Reham Mohamed and Arjun Arunasalam, Purdue University; Habiba Farrukh, University of California, Irvine; Jason Tong, Antonio Bianchi, and Z. Berkay Celik, Purdue University
Apple introduced the App Tracking Transparency (ATT) framework in iOS 14.5. The goal of this framework is to mitigate user concerns about how their privacy-sensitive data is used for targeted advertising. Through this framework, the OS generates an ATT alert to request user permission for tracking. While this alert includes developer-controlled alert text, Apple mandates this text adheres to specific guidelines to prevent users from being coerced into unwillingly granting the ATT permission for tracking. However, to improve apps' monetization, developers may incorporate dark patterns in the ATT alerts to deceive users into granting the permission.
To understand the prevalence and characteristics of such dark patterns, we first study Apple's alert guidelines and identify four patterns that violate standards. We then develop ATTCLS, an ATT alert classification framework that combines contrastive learning for language modeling with a fully connected neural network for multi-label alert pattern classification. Finally, by applying ATTCLS to 4,000 iOS apps, we reveal that 59% of the alerts use four dark patterns that either mislead users, incentivize tracking, include confusing terms, or omit the purpose of the ATT permission.

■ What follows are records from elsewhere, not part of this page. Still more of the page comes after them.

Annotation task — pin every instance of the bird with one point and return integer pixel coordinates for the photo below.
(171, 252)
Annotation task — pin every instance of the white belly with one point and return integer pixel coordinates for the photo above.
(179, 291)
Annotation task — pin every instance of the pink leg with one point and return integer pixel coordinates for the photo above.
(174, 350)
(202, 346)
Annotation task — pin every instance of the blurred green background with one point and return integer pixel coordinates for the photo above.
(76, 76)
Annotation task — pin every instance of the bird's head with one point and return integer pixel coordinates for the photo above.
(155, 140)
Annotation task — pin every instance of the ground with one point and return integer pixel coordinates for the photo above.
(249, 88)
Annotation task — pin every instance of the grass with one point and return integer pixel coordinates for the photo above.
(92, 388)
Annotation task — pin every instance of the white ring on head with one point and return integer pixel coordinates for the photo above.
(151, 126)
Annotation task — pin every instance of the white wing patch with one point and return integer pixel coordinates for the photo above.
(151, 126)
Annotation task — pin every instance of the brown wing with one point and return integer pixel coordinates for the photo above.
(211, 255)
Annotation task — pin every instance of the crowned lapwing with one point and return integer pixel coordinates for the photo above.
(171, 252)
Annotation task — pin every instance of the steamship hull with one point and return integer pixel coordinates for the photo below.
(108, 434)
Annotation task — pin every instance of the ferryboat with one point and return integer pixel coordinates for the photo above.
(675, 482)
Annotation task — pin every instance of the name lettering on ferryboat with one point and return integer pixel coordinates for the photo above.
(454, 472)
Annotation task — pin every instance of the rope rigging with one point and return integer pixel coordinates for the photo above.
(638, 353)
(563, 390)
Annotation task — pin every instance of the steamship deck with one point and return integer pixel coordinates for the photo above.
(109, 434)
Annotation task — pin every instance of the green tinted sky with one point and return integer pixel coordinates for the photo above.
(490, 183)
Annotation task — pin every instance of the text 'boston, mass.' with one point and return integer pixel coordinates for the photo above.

We then conduct a user study with 114 participants to examine users' understanding of ATT and how different alert patterns can influence their perception. This study reveals that ATT alerts used by current apps often deceive or confuse users. For instance, users can be misled into believing that granting the ATT permission guarantees better app features or that denying it protects all of their sensitive data. We envision that our developed tools and empirical results will aid mobile platforms to refine guidelines, introduce a strict vetting process, and better design privacy-related prompts for users.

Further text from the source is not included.